Mais ce qu’il faut craindre c’est qu’on ne passe d’un extrême à un autre, de l’intégrisme (ou autoritarisme) religieux ou moral à l’intégrisme (ou autoritarisme) laïc ou athée. Tolérer et respecter les choix du concitoyen ne signifie pas nécessairement qu’on les partage. Ne pas les partager et le dire ne signifie pas nécessairement qu’on est intolérant ou homophobe pour le cas d’espèce ; au contraire, c’est aussi respecter la liberté de l’autre que d’accepter qu’il ne partage pas mes choix et qu’il ait la possibilité de le dire. C’est d’ailleurs à cette condition que peut s’instaurer un débat dans une société qui se veut démocratique. Mais ce débat est-il encore possible quant la liberté passe avant la raison morale, elle-même en crise, depuis la critique postmoderne qui semble avoir consacré le relativisme? Et l’Afrique dans tout cela ?

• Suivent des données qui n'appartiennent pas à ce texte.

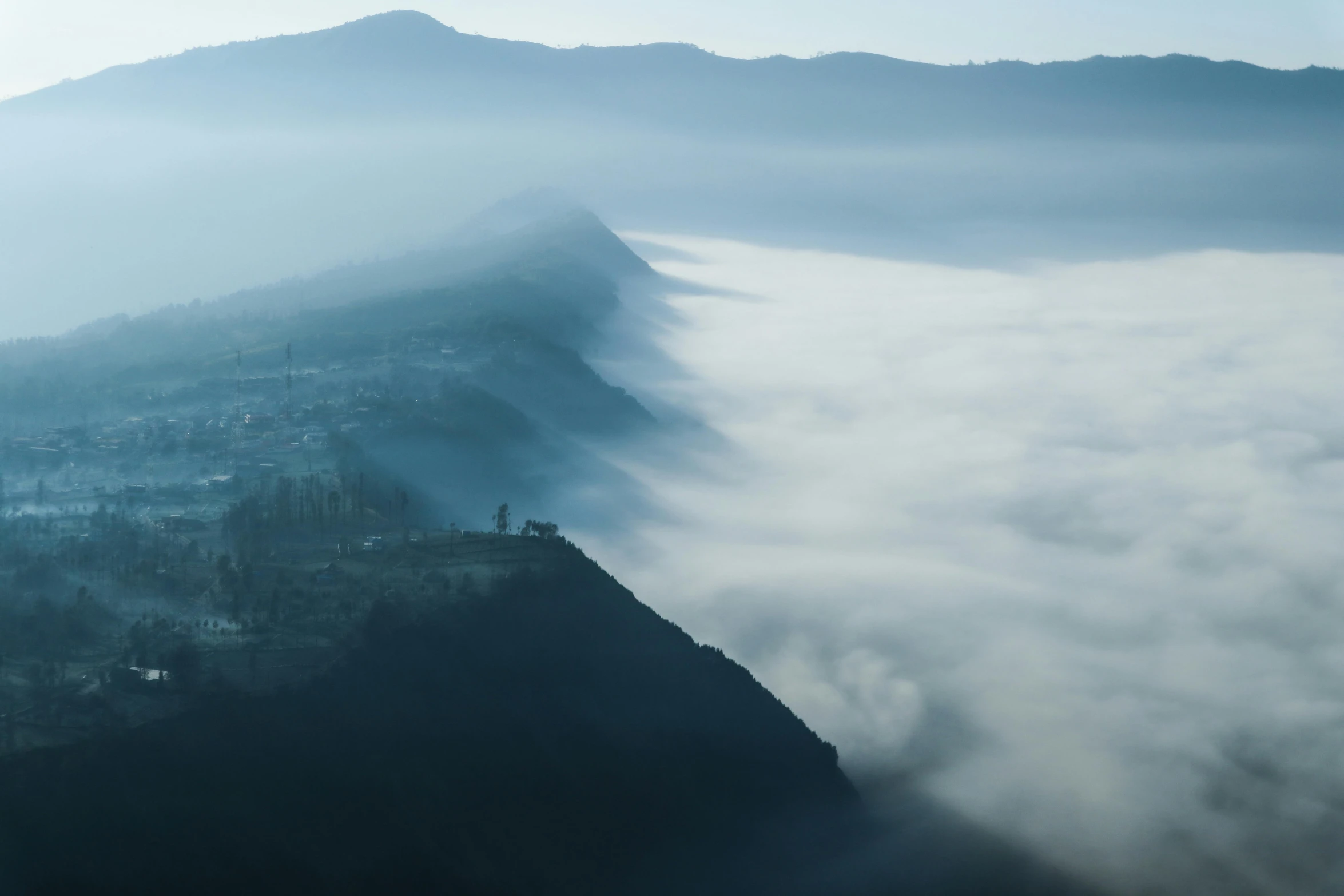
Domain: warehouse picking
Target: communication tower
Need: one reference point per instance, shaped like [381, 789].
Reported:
[237, 436]
[289, 376]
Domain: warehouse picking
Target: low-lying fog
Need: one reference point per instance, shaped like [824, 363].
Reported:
[1065, 543]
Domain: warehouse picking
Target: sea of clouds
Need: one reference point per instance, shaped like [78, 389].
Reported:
[1062, 544]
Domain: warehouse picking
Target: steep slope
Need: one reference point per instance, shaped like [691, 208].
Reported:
[553, 738]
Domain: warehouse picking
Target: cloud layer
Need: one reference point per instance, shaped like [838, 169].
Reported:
[1062, 541]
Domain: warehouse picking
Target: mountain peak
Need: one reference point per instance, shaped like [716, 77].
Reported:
[401, 21]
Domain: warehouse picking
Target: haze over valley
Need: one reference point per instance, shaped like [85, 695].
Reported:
[968, 439]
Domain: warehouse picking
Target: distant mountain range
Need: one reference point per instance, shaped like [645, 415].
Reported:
[204, 174]
[406, 63]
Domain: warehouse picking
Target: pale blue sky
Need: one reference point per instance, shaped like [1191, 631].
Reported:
[45, 41]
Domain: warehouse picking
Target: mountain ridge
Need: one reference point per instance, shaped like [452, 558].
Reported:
[378, 62]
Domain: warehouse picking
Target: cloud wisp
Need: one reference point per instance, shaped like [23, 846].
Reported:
[1062, 543]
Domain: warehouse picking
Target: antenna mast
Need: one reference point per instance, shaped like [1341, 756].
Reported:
[289, 376]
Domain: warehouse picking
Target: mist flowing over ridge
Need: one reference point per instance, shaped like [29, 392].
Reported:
[225, 167]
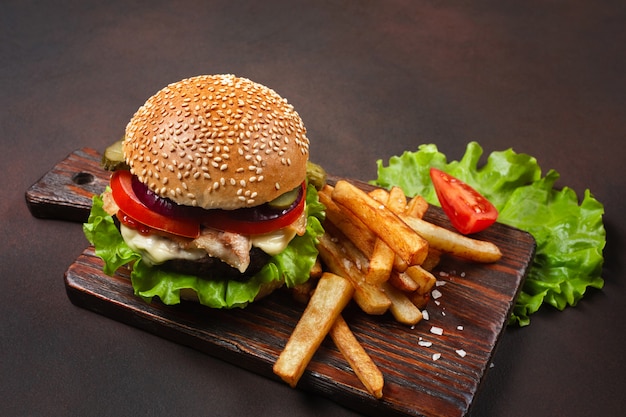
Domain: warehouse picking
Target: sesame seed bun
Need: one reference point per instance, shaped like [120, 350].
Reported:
[217, 141]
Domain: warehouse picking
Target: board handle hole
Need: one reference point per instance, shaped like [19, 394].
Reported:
[82, 178]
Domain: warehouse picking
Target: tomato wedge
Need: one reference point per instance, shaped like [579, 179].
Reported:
[131, 205]
[246, 221]
[468, 211]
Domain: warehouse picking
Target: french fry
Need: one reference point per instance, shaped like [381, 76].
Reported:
[397, 200]
[416, 207]
[379, 194]
[350, 225]
[454, 243]
[383, 257]
[362, 364]
[347, 248]
[369, 297]
[316, 270]
[424, 280]
[432, 259]
[419, 300]
[402, 281]
[405, 242]
[329, 299]
[380, 263]
[402, 308]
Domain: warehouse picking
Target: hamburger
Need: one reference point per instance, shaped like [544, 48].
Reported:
[211, 200]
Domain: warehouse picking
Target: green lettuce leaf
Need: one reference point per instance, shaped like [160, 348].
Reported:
[570, 234]
[291, 265]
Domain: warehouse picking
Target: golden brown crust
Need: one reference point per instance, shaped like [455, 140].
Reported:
[217, 141]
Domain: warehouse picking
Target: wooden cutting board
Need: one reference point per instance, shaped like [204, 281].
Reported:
[425, 374]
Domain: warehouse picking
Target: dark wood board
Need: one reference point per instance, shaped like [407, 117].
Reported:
[473, 311]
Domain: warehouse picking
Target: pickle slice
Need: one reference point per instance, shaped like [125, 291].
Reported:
[316, 175]
[113, 158]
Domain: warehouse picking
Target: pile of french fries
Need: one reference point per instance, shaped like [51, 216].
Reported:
[379, 252]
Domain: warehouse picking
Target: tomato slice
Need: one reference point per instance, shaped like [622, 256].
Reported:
[256, 220]
[468, 211]
[247, 221]
[129, 203]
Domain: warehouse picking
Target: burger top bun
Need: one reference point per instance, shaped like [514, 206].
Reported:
[217, 141]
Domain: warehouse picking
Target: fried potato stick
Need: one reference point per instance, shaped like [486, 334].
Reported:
[369, 297]
[362, 364]
[454, 243]
[407, 244]
[331, 295]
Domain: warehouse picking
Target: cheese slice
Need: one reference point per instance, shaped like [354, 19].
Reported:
[157, 249]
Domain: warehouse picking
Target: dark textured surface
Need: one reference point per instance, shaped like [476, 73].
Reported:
[370, 79]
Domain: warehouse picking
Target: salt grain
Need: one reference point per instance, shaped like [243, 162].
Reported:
[436, 330]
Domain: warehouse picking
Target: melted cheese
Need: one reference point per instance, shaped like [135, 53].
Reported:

La trajectoire historique de l’Afrique est bien différente de celle de l’Occident, même si elles se recoupent à certaines périodes, par exemple celle de la colonisation. Et depuis la colonisation, l’Afrique à tendance à imiter l’Occident. Pourtant la légalisation du mariage homosexuel, comme on vient de le voir, est une conséquence logique d’une évolution interne à l’histoire occidentale amorcée depuis un peu plus de deux siècles. Mais c’est un fait que nous vivons dans un monde ouvert où les médias ont l’art d’internationaliser ou de mondialiser des débats sur les libertés individuelles. Les jeunes générations africaines à travers les médias sont exposées à ces évolutions, et c’est le rôle des adultes de les orienter. Que leur répondre quand elles veulent savoir pourquoi l’homosexualité est autorisée là-bas et pas ici ? La tâche ne sera pas facile pour les éducateurs, même s’ils peuvent encore compter sur les arguments religieux encore largement partagés.
En effet, depuis quelques années, le débat sur l’homosexualité s’invite en Afrique où elle reste pénalisée dans la plupart des pays. Pour le moment, les sociétés africaines encore largement homophobes, et fortement religieuses, opposent une résistance farouche à des instrumentalisations de toute sorte visant à faire évoluer les législations nationales. Les théories du genre font déjà leurs effets, les uns positifs, d’autres négatifs. Nous n’en sommes pas encore au mariage homosexuel, mais des groupes de pression s’activent peu à peu pour que les dirigeants africains procèdent à la dépénalisation de l’homosexualité. Mais s’il faut attendre le libre jeu des institutions démocratiques, comme cela a été le cas en Occident, il va falloir attendre encore longtemps. Les Africains dans leur grande majorité ne sont pas encore prêts à tolérer les minorités sexuelles, et très souvent pour des raisons religieuses, qu’il s’agisse des religions traditionnelles, du Christianisme ou de l’Islam. Les pressions extérieures avec quelques relais internes vont continuer, mais combien de temps l’Afrique ouverte sur le monde va-t-elle encore résister? La réponse dépend des africains eux-mêmes et de leur capacité à influencer leurs élus, pourvu qu’ils soient vraiment élus.